I was so happy that evening because I was going to my friends and I was so excited as I was going to introduce them my 3 month old puppy. I got everything packed and ready to go. I then had his bags on my shoulder and his bed in my hands with him in the bed then proceeded to the car but I realized the gate had be locked and came back inside to grab the keys. When inside he saw my boyfriend and wanted to jump out to him as he was still finishing up in the room. I let him down before he hurt himself but jumping so far up then I proceeded to the car to pack the things and that's when things took a turn for the worse...

I got to the step and not realizing my 3 month old puppy followed me out and I did something that I don't think I'll ever forget... I step onto my puppy and he gave a slight scream and I fell and I realized I stepped on him and immediately left everything to see to him and I grabbed him not knowing where I hurt him and ran into the room with my boyfriend onto the bed. I looked at him and I immediately felt this sadness over me and my boyfriend looked at him and cried instantly.

I had hope and thought he was going to be ok, he was quiet and did not move a peep. He looked at me but not a single motion, I hugged him and told him he will be ok. I then realized that I had stepped on his head and then I knew that he would not survive. I burst into tears realizing that I had killed my puppy that I love and adore...
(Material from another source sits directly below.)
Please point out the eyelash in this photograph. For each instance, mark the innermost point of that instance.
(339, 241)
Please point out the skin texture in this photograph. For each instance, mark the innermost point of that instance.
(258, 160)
I held him in my arms for as long as I could and his soul left us. I couldn't believe what had just happened and in a split second we are happy and he is happy not knowing it was going to be his last day with us. I could not stop crying I had blame myself for his death and we had decided we need to bury him in our yard. He is close to us and with us in our hearts he will always be loved and missed. I felt my heart could not handle those last moments seeing him being lay to rest. I still blame myself for killing my puppy. If I could go back it would be to that moment of just looking out for him and letting him live longer. I love him always. I just hurt so much because it is my fault that he is not with us today. I wish I could go back to that moment. I wish he could come back... I miss him.